Participantes de estudo americano, induzidos à tristeza, quiseram pagar cerca de 4 vezes mais por uma garrafa de água
Um estudo de quatro universidades americanas, concluiu que quando as pessoas estão tristes, tendem a gastar mais dinheiro. Os participantes da pesquisa, que assistiram a um vídeo que induzia à tristeza, ofereceram-se a pagar cerca de quatro vezes mais por uma garrafa de água que um grupo que assistiu um vídeo emocionalmente neutro.
O fenômeno, apelidado de ¨a miséria não é miserável¨, é bem conhecido por psicólogos e publicitários, e foi documentado num estudo similar em 2004. O novo estudo, elaborado pelas universidades de Harvard, Carnegie Mellon, Stanford e Pittsburgh, foi além, tentando responder se um momento de tristeza passageira é capaz de provocar tendências consumistas.

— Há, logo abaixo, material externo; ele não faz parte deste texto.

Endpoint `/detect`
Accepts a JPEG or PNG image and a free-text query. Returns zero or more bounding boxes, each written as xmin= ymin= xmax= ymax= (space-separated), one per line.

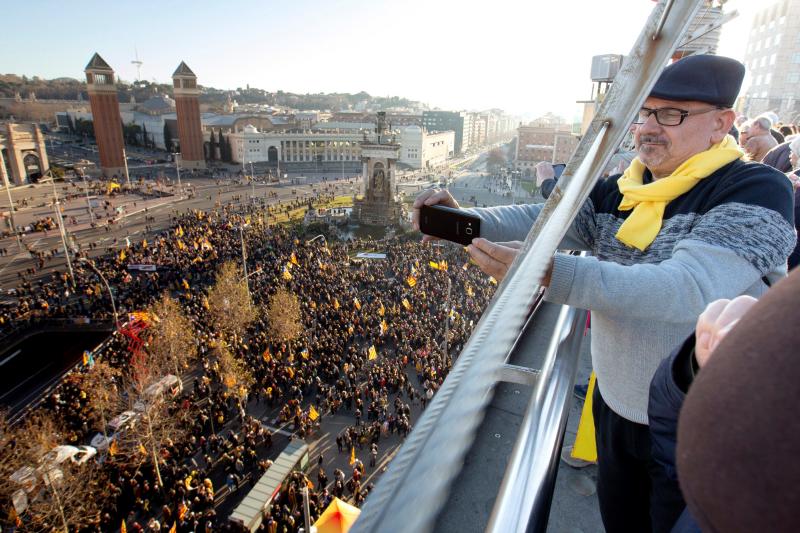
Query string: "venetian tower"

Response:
xmin=172 ymin=61 xmax=206 ymax=169
xmin=84 ymin=53 xmax=127 ymax=178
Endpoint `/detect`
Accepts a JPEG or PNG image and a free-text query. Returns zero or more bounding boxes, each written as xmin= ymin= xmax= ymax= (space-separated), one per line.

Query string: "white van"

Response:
xmin=89 ymin=411 xmax=141 ymax=450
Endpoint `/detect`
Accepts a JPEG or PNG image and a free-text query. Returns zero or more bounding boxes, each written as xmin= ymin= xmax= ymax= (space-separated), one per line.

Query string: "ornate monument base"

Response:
xmin=352 ymin=112 xmax=403 ymax=226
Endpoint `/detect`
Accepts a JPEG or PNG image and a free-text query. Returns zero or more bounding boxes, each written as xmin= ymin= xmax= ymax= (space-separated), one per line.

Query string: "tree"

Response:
xmin=208 ymin=261 xmax=256 ymax=339
xmin=147 ymin=292 xmax=197 ymax=377
xmin=80 ymin=359 xmax=122 ymax=440
xmin=267 ymin=288 xmax=303 ymax=342
xmin=117 ymin=364 xmax=194 ymax=488
xmin=215 ymin=341 xmax=255 ymax=420
xmin=164 ymin=122 xmax=174 ymax=152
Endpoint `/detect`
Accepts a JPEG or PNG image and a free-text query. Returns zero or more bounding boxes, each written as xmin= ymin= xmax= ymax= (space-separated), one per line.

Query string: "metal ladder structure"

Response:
xmin=351 ymin=0 xmax=703 ymax=533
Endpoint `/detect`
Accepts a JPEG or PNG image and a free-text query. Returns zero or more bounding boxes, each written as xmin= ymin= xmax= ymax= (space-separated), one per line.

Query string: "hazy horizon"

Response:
xmin=0 ymin=0 xmax=762 ymax=119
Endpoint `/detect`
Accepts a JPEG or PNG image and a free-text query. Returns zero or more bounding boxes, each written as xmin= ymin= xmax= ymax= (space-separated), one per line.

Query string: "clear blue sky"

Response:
xmin=0 ymin=0 xmax=761 ymax=116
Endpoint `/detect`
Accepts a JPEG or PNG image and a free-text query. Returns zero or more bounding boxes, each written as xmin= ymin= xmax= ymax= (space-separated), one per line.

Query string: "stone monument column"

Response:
xmin=172 ymin=61 xmax=206 ymax=169
xmin=85 ymin=54 xmax=127 ymax=177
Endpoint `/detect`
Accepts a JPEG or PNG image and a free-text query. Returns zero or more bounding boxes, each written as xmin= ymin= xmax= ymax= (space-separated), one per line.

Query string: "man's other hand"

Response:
xmin=694 ymin=295 xmax=758 ymax=367
xmin=411 ymin=185 xmax=459 ymax=241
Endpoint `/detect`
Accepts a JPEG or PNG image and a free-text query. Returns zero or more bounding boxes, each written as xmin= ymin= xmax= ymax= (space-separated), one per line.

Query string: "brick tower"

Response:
xmin=84 ymin=53 xmax=127 ymax=178
xmin=172 ymin=61 xmax=206 ymax=169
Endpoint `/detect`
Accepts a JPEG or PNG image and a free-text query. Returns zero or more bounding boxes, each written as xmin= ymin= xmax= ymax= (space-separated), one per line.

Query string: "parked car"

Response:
xmin=89 ymin=411 xmax=141 ymax=451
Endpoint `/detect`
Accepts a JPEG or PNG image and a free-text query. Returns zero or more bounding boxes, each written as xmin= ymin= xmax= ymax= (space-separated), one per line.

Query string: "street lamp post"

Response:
xmin=239 ymin=224 xmax=253 ymax=299
xmin=0 ymin=168 xmax=25 ymax=252
xmin=81 ymin=174 xmax=94 ymax=224
xmin=172 ymin=152 xmax=183 ymax=195
xmin=78 ymin=257 xmax=119 ymax=326
xmin=122 ymin=148 xmax=131 ymax=190
xmin=45 ymin=169 xmax=75 ymax=287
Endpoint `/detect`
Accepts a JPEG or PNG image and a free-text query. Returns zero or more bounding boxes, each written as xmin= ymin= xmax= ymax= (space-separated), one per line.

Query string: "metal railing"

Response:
xmin=352 ymin=0 xmax=702 ymax=533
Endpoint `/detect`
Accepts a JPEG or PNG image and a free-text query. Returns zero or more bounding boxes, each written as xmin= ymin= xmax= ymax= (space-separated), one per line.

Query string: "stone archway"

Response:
xmin=22 ymin=152 xmax=43 ymax=183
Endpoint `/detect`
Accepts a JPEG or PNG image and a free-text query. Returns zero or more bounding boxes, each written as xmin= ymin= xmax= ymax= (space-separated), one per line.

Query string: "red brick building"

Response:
xmin=514 ymin=125 xmax=579 ymax=175
xmin=84 ymin=53 xmax=127 ymax=178
xmin=172 ymin=61 xmax=206 ymax=169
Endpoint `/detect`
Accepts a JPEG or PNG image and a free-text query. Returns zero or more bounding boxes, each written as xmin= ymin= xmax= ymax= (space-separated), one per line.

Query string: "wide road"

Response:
xmin=0 ymin=175 xmax=361 ymax=292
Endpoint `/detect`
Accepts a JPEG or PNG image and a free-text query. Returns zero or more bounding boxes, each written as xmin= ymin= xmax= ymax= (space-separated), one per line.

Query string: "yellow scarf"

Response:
xmin=616 ymin=135 xmax=744 ymax=251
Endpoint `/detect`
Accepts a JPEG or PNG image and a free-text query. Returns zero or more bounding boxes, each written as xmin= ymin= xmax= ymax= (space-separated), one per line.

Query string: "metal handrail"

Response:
xmin=486 ymin=294 xmax=587 ymax=533
xmin=352 ymin=0 xmax=702 ymax=533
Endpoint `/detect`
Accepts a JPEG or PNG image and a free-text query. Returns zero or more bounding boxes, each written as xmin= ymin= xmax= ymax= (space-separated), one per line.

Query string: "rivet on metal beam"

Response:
xmin=653 ymin=0 xmax=675 ymax=41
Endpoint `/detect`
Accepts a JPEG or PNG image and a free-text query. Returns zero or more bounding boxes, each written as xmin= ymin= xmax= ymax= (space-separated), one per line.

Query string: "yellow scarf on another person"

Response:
xmin=616 ymin=135 xmax=744 ymax=251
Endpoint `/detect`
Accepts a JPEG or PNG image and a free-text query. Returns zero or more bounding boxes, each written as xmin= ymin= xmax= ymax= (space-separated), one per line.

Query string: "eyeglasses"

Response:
xmin=633 ymin=106 xmax=723 ymax=126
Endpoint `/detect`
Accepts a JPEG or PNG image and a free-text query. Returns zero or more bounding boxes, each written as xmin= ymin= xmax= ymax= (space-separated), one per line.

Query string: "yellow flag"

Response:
xmin=572 ymin=372 xmax=597 ymax=463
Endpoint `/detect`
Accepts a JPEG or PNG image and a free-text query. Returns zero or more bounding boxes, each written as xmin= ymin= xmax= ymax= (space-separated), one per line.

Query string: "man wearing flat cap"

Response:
xmin=414 ymin=55 xmax=796 ymax=533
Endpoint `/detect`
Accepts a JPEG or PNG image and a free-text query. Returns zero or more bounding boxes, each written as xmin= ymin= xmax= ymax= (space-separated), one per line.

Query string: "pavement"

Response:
xmin=0 ymin=176 xmax=361 ymax=291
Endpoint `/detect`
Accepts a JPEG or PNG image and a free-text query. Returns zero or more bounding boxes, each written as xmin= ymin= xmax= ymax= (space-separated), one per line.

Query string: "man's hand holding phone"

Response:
xmin=411 ymin=189 xmax=459 ymax=242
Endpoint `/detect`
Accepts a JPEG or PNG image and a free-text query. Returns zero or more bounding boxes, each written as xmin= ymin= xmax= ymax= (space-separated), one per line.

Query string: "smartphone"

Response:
xmin=419 ymin=205 xmax=481 ymax=246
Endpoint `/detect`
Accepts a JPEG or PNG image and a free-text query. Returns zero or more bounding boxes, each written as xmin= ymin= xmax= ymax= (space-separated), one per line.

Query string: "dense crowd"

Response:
xmin=4 ymin=192 xmax=494 ymax=532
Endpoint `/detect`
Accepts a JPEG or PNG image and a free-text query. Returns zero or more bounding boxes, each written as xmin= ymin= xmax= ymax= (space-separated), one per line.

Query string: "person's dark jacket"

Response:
xmin=647 ymin=334 xmax=699 ymax=533
xmin=761 ymin=142 xmax=792 ymax=173
xmin=789 ymin=187 xmax=800 ymax=270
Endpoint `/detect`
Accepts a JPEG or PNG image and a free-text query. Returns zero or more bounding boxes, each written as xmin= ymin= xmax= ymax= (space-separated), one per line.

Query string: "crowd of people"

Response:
xmin=3 ymin=189 xmax=495 ymax=532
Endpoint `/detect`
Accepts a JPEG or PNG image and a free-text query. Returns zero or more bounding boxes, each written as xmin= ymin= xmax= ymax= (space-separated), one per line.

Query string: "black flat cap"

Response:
xmin=650 ymin=55 xmax=744 ymax=107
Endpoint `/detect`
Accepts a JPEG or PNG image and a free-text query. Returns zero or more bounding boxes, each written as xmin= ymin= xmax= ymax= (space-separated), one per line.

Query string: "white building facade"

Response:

A pesquisa aponta uma disposição em pessoas tristes para gastar sem controle, principalmente quando a tristeza leva a um estado de egocentrismo. Esse aspecto foi indicado pela contagem da freqüência com que os participantes usaram referências a ¨eu¨, ¨meu¨, e ¨eu mesmo¨, numa redação sobre como uma situação triste, como a mostrada no vídeo, poderia afetar suas personalidades.
O vídeo em questão mostrava a morte do mentor de um menino. Outro grupo assistiu a um vídeo neutro, sobre a Grande Barreira de Coral, uma grande colônia de corais na costa australiana. Trinta e três participantes do estudo ,adultos jovens que aceitaram participar da pesquisa por US$ 10 ,tiveram a chance de gastar parte dos seus US$ 10 na comprar uma garrafa de água.
O ¨grupo triste¨ ofereceu em média US$ 2,11, enquanto o ¨grupo neutro¨quis pagar US$ 0,56, em média. Apesar da grande diferença, os participantes do ¨grupo triste¨ insistiram que o conteúdo emocional do vídeo não afetou suas disposições em gastar mais ,uma suposição incorreta, disse um dos co-autores do estudo.
¨Esse é um fenômeno que acontece sem que se tenha consciência¨, afirmou Jennifer Lerner, professora de Harvard que estuda emoção e tomadas de decisões. ¨Isso é realmente diferente da idéia de uma terapia do consumo, quando as pessoas se sentem tristes e tentam se animar comprando. As pessoas não têm idéia de onde isso está indo¨.